Quand l’imaginaire prend voix


Le second temps fort de la rencontre fut consacré à la mise en voix. Écouter une histoire portée par le souffle de son auteur offre une expérience radicalement différente de la lecture silencieuse. La parole fut ainsi donnée aux lauréats du concours de nouvelles de l’Alsacienne :


Adrien C. a ouvert le bal avec Trouver, une immersion dans les pensées d'une jeune fille en quête d'émancipation : « Adieu, je ne vis plus chez ma grand-mère, plus de disputes, une vie seule, une vie d’aventurière. À chercher les plus grands trésors de la Terre, mais surtout mes parents. »

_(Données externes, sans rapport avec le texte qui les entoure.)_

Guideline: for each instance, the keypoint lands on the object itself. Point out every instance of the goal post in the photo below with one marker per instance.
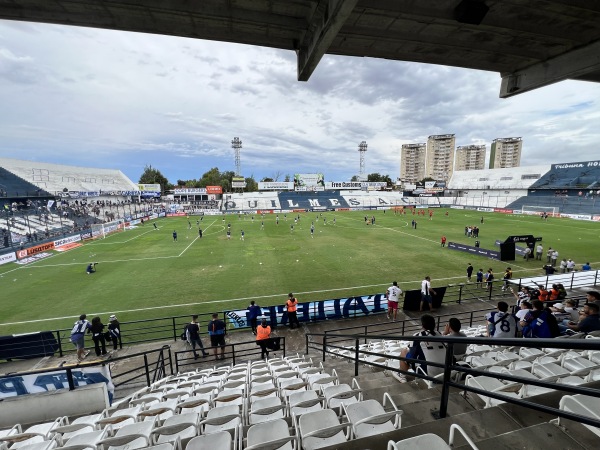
(100, 230)
(539, 210)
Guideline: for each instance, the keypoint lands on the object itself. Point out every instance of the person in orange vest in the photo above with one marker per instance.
(263, 334)
(291, 305)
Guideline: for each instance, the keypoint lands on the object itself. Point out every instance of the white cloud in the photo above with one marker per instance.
(123, 100)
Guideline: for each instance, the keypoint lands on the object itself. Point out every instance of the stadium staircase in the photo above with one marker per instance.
(501, 427)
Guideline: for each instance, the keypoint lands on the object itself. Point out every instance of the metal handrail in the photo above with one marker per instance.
(449, 366)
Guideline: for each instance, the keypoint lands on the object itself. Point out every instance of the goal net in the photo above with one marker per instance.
(100, 230)
(539, 210)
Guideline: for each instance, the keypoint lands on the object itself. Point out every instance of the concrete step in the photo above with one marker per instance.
(544, 435)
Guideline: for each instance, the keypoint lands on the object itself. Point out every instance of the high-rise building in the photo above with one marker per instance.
(506, 152)
(470, 157)
(439, 162)
(412, 162)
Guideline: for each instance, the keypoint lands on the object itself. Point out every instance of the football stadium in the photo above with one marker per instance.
(455, 311)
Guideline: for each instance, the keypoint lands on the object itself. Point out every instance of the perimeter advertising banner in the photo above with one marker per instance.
(275, 185)
(308, 181)
(238, 182)
(16, 385)
(9, 257)
(319, 310)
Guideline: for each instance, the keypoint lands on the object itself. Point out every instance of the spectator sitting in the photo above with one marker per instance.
(540, 323)
(525, 308)
(453, 329)
(423, 350)
(589, 319)
(501, 324)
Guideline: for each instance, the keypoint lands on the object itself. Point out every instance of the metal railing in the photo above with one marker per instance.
(449, 366)
(145, 373)
(234, 353)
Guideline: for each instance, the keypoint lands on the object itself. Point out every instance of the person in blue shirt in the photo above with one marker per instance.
(254, 311)
(216, 331)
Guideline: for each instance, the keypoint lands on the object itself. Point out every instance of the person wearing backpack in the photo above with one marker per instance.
(501, 324)
(540, 322)
(78, 336)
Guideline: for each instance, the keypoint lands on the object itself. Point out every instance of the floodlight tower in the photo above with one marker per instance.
(362, 148)
(236, 145)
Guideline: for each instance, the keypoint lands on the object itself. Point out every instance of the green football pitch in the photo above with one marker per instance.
(143, 273)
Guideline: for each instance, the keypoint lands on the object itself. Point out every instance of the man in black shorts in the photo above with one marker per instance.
(216, 331)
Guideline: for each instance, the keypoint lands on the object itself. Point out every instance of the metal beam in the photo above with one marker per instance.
(573, 64)
(329, 18)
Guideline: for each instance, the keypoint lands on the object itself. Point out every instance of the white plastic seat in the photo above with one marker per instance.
(342, 393)
(493, 385)
(215, 441)
(369, 417)
(266, 409)
(583, 405)
(129, 437)
(182, 427)
(320, 429)
(270, 435)
(34, 434)
(304, 402)
(430, 441)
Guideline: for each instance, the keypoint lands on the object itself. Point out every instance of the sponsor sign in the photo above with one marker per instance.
(67, 247)
(34, 258)
(214, 190)
(68, 240)
(86, 235)
(579, 165)
(8, 257)
(186, 191)
(577, 216)
(309, 180)
(239, 182)
(149, 187)
(275, 185)
(17, 384)
(474, 250)
(35, 249)
(321, 310)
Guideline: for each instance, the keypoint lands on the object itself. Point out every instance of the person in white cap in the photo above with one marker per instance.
(114, 331)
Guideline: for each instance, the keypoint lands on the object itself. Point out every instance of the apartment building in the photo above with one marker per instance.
(412, 162)
(439, 162)
(506, 152)
(470, 157)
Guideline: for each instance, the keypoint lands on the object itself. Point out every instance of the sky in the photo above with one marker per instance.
(118, 100)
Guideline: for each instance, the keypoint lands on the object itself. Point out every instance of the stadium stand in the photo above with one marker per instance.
(55, 178)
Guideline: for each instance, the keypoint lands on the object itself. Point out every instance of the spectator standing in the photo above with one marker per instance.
(97, 331)
(393, 295)
(193, 336)
(114, 331)
(501, 324)
(78, 336)
(263, 334)
(216, 331)
(452, 329)
(291, 306)
(540, 322)
(425, 351)
(539, 250)
(253, 312)
(426, 294)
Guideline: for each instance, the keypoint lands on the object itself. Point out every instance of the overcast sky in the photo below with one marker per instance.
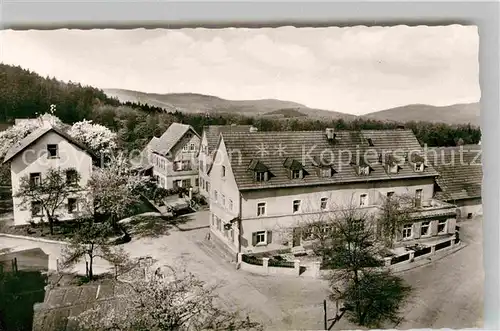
(353, 70)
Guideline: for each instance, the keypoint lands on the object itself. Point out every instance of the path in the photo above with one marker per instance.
(449, 293)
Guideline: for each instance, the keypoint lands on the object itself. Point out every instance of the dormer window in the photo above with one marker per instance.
(419, 167)
(418, 163)
(52, 151)
(261, 176)
(364, 170)
(322, 169)
(260, 171)
(392, 164)
(295, 168)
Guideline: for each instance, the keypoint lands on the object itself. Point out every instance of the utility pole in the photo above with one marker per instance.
(325, 317)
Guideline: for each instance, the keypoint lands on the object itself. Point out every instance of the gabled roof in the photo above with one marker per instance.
(307, 147)
(460, 171)
(36, 135)
(212, 133)
(170, 138)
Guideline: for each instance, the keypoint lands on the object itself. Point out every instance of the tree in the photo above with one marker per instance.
(165, 300)
(15, 134)
(353, 251)
(100, 139)
(90, 241)
(378, 297)
(50, 192)
(396, 211)
(114, 189)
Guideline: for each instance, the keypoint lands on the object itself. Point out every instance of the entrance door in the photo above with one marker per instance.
(296, 237)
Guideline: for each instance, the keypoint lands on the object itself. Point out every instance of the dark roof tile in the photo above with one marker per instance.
(460, 171)
(307, 147)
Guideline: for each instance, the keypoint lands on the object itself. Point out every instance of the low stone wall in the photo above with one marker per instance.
(265, 269)
(424, 253)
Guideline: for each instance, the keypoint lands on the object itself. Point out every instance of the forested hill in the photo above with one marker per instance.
(24, 94)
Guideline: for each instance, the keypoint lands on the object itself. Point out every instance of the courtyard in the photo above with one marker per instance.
(447, 293)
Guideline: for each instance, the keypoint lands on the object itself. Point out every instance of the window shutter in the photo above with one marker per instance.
(451, 225)
(433, 227)
(416, 230)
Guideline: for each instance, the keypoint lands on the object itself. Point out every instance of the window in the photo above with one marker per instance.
(364, 170)
(72, 205)
(219, 223)
(296, 174)
(418, 198)
(296, 206)
(35, 179)
(363, 200)
(419, 167)
(442, 226)
(261, 176)
(324, 202)
(424, 228)
(326, 172)
(52, 151)
(407, 231)
(261, 208)
(184, 165)
(71, 177)
(259, 238)
(36, 208)
(358, 225)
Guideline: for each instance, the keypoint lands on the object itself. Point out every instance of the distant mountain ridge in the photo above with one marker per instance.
(273, 108)
(200, 103)
(453, 114)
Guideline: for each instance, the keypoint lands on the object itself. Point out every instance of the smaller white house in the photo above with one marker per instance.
(45, 148)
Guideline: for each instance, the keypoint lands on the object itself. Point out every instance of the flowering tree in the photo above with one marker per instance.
(50, 192)
(98, 138)
(14, 134)
(114, 189)
(165, 300)
(90, 242)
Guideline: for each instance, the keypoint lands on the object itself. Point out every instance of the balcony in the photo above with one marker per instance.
(433, 208)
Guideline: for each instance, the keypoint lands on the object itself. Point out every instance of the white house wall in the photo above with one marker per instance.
(34, 160)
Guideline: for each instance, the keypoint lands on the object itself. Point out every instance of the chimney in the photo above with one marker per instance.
(330, 133)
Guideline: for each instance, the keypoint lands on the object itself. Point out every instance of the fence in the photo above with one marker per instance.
(281, 263)
(417, 253)
(252, 260)
(401, 258)
(268, 266)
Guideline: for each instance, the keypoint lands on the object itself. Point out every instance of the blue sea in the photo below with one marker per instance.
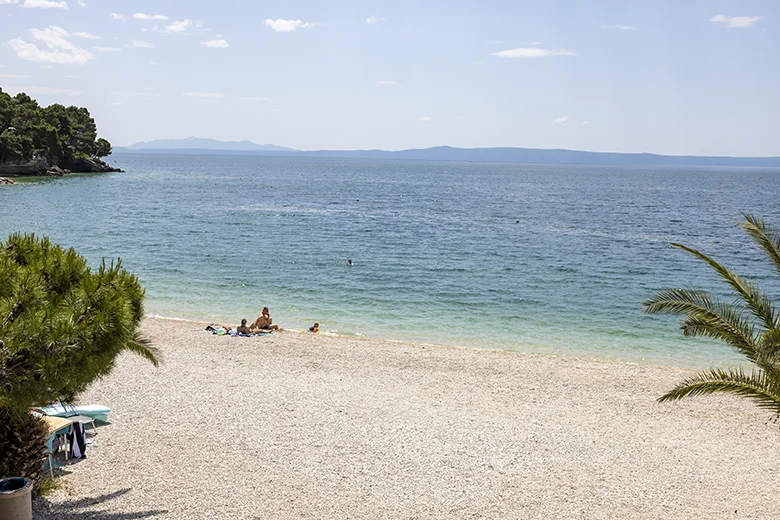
(533, 258)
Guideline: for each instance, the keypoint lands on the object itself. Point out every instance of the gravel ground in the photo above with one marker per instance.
(314, 426)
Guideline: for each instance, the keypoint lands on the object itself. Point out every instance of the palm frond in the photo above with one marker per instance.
(769, 348)
(142, 346)
(756, 300)
(756, 386)
(765, 236)
(706, 316)
(701, 325)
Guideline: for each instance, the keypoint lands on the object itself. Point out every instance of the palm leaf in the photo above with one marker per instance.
(756, 386)
(756, 300)
(706, 316)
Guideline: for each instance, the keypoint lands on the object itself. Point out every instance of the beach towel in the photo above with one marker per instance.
(78, 441)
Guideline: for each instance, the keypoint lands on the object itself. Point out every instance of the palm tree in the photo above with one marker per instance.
(750, 325)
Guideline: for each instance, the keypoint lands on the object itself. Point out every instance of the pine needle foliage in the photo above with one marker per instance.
(750, 324)
(62, 325)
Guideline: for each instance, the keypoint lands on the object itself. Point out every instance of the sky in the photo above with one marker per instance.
(694, 77)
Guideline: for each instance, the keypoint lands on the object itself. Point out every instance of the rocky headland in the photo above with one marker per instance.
(43, 167)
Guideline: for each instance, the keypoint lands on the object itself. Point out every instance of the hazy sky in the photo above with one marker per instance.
(677, 77)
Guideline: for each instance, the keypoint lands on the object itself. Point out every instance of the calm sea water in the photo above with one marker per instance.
(552, 259)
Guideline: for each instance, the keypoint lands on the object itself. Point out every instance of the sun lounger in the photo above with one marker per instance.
(94, 411)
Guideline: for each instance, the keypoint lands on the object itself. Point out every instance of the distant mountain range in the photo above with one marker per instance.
(197, 143)
(194, 145)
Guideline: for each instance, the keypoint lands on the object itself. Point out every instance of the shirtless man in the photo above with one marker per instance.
(243, 329)
(264, 321)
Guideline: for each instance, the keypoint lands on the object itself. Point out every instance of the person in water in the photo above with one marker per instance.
(243, 329)
(264, 321)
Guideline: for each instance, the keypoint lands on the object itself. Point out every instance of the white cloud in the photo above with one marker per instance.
(44, 4)
(144, 16)
(621, 27)
(216, 44)
(287, 25)
(211, 95)
(86, 35)
(736, 21)
(531, 52)
(179, 27)
(34, 89)
(58, 49)
(140, 44)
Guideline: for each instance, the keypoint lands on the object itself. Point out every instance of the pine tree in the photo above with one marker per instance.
(62, 325)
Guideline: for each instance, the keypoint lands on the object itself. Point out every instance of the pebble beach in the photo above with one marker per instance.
(298, 425)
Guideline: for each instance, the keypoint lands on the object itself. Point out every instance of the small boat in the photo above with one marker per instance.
(95, 411)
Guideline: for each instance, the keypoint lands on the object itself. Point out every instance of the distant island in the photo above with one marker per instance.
(52, 140)
(195, 145)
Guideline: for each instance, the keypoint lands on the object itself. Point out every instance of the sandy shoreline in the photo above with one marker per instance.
(314, 426)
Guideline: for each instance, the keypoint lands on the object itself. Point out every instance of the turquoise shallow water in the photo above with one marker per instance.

Mila P. a ensuite présenté Oracle, un récit qui nous projette en 2056 aux côtés de Phoenix, collégienne de douze ans qui lutte contre une bactérie qui menace l'humanité, tout en gérant les chamailleries de son petit frère.


Enfin, Frédéric L S-M a instauré une atmosphère de mystère avec La marche du passé : « L'homme n'avait pas trouvé sa tombe. Nul ne savait ce qui l'avait mené ici, mais ses pieds, eux, avaient décidé qu'il ne ferait pas un pas de plus. »



Cette parenthèse nocturne a rappelé l'attachement de l'École à la valorisation de la création et au partage entre les générations. Un moment suspendu, convivial, qui ne donne qu'une envie : recommencer. Vivement la prochaine édition ! Venez-y nombreux.